Cyclophosphamide/etoposide combined with FTBI or with intravenous busulfan (IVB) is the main conditioning regimen for allo-HSCT in young patients with acute myeloid leukemia (AML). A conditioning regimen prepares the patient's body for the transplant. It also aims to prevent the rejection of transplanted cells.  

Studies have suggested that IVB could be the preferred conditioning regimen for patients with AML. However, higher rates of sinusoidal obstruction syndrome (SOS) are seen in patients treated with busulfan-based regimens. SOS is a potentially fatal form of liver injury that occurs after drug exposure. Therefore, it was unknown if FTBI would be a safe and effective alternative to busulfan in patients with AML undergoing allo-HSCT. 

Methods & findings

This study involved 167 patients with AML. All patients were in first or second complete remission and underwent alloHSCT. Patients received a conditioning regimen with FTBI and cyclophosphamide if the transplant was coming from an unrelated donor. Patients received a conditioning regimen with FTBI and etoposide if the transplant was coming from a related donor. Both groups of patients also received tacrolimus (Prograf) and sirolimus (Rapamune) to prevent graft-versus-host-disease (GVHD). GVHD is where the transplanted cells attack the patient's cells.  

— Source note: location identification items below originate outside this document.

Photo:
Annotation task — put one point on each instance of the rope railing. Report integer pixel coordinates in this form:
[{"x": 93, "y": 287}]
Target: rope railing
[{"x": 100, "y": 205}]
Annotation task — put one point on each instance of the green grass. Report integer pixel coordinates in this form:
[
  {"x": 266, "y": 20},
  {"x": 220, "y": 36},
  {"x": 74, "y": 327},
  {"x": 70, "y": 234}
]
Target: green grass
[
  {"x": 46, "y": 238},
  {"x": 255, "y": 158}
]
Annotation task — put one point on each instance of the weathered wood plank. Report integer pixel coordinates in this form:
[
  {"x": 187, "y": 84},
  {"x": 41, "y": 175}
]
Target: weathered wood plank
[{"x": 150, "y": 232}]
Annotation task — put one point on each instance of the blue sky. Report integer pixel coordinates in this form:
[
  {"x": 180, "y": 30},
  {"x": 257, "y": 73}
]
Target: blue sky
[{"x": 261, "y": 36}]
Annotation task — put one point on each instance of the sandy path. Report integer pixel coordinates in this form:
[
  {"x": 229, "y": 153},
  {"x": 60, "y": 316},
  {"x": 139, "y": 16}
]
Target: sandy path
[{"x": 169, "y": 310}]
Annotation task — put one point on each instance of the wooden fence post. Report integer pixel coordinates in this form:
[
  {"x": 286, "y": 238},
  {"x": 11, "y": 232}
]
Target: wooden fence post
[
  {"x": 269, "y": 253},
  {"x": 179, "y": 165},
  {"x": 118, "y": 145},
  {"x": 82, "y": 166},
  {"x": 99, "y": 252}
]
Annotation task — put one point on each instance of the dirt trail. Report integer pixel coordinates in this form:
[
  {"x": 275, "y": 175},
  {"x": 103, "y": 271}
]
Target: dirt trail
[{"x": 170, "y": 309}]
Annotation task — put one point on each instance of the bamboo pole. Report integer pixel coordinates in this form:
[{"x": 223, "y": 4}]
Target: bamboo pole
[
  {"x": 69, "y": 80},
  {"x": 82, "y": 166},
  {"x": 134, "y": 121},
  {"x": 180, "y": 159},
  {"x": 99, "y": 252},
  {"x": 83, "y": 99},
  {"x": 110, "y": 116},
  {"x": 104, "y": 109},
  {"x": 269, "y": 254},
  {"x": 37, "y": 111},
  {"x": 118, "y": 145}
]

The 6-year overall survival rate was 60%. The 6-year non-relapse mortality (death rate not related to a relapse) rate was 15%. Survival without GVHD and without a relapse was 45% at 1 year and 39% at 2 years.  

Tacrolimus and sirolimus preventative treatment was associated with high rates of chronic GVHD (71%). The FTBI regimen was associated with a low risk of long-term toxicities. 

The bottom line

This study concluded that FTBI based conditioning regimen is safer and more effective than IVB based conditioning regimens in young adults with AML.  

The fine print

This study did not have a control group for comparison. Further studies are needed.

Published By :

Biology of blood and marrow transplantation: journal of the American Society for Blood and Marrow Transplantation

Date :

Sep 16, 2019

Original Title :

Long term outcomes of patients with Acute Myeloid Leukemia treated with myeloablative FTBI based conditioning with Tacrolimus and sirolimus based GVHD prophylaxis regimen: 6 year follow up from Single Center.